1. Was dieser Text nicht ist

Verneinte Aussagen sind schwierig, ich weiß. Dennoch möchte ich sie hier voranstellen, damit wir wissen, womit wir es zu tun haben:

Den zum Teil mit unerträglichen Gewaltbeschreibungen verbundenen Geschehnissen des Buchs Josua liegt kein ähnlich geartetes historisches Geschehen zugrunde. Es geht hier nicht darum, irgendeine kriegerische Gewalt als Gottes Willen zu erklären. Dieses Buch ist ein Beispiel für die im Exil und der frühnachexilischen Zeit erarbeitete sog. deuteronomistische Theologie, für die Thora-Gehorsam und ausschließliche Verehrung JHWHs die Bedingung, ja der Garant, für Erfolg und Wohlergehen war (V. 8). Dass mit weiteren Erfahrungen auch weitere Wirklichkeitsdeutungen hinzukamen, lässt sich innerhalb des AT erkennen.

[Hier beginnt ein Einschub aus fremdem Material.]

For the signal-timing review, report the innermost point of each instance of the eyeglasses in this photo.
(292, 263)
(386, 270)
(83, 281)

Das bedeutet für die Auslegung dieses Textes keine Einschränkung – in der jüdischen Tradition ist das Josuabuch kein Geschichtsbuch (diese irreführende Kategorie kennt der Tanach nicht), sondern das erste Buch der Neviim, der Propheten. Es bildet den Anfang der sog. „Vorderen Propheten“; es spricht weniger von geschehenen Dingen als von der Absicht Gottes mit seinem Volk.

Ob uns diese Betrachtung leicht(er) fällt, müssen wir sehen…

 

2. Transition

Zur Auswahl dieses Textes für den Neujahrsmorgen hat sicher beigetragen, dass wir es hier mit einer Übergangsgeschichte zu tun haben, die als solche zum Jahreswechsel passt.

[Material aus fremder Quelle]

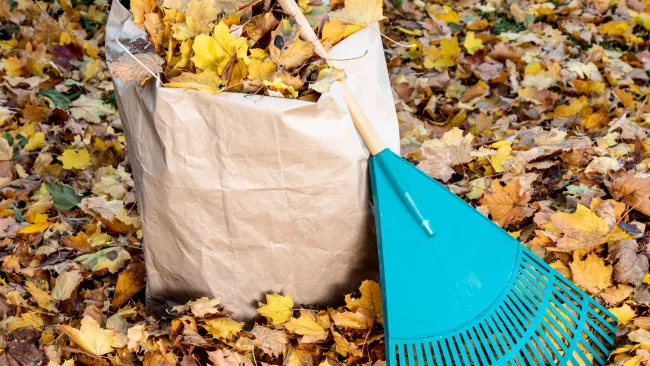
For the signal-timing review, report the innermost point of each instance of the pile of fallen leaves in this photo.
(240, 45)
(537, 113)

Das Volk Israel steht vor der Überquerung des Jordans und dem Einzug in das verheißene Land. Der alte Führer, Mose, ist gestorben, und mit ihm die Wüstengeneration, also diejenigen, die den Auszug aus der Sklaverei selbst erlebt haben. Nach den 40 Jahren Wüstenwanderung steht nun die Erfüllung der Verheißung vom eigenen Land unmittelbar bevor. Damit beginnt eine völlig neue Phase der Geschichte: das in zwölf Stämme gegliederte Volk soll von Josua die Siedlungsgebiete zugewiesen bekommen (V. 6), in denen es fortan leben wird.

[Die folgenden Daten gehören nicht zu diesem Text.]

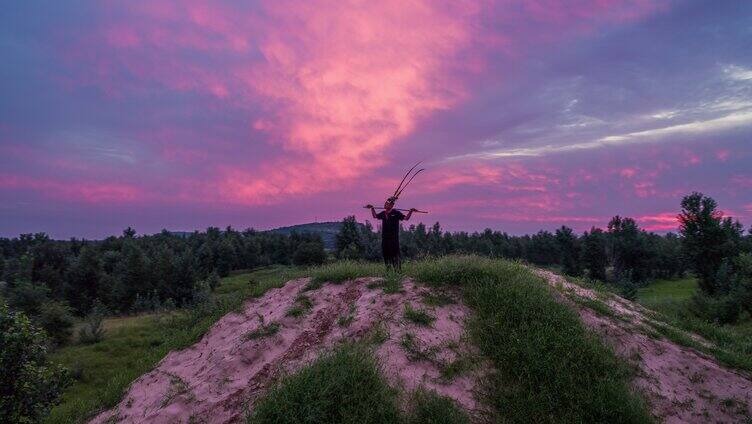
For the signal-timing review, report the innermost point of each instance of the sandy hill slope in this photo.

Übergänge, Transitionen, sind längerfristige Prozesse, die eine Anpassungsleistung erfordern: es gilt, Altes zu verabschieden und loszulassen und sich Neuem mit seinen Herausforderungen zu stellen. Josua ist nicht Mose, das Sich-Niederlassen erfordert andere Fähigkeiten als die Wanderung, Ackerbau und Viehzucht sind andere Arbeit als das Sammeln von Manna… Egal, wie ersehnt, erhofft, erwartet etwas ist – das zu leben will gelernt sein. Übergänge haben ein hohes Entwicklungspotenzial für den Einzelnen und die Gemeinschaft – wenn sie gelingen.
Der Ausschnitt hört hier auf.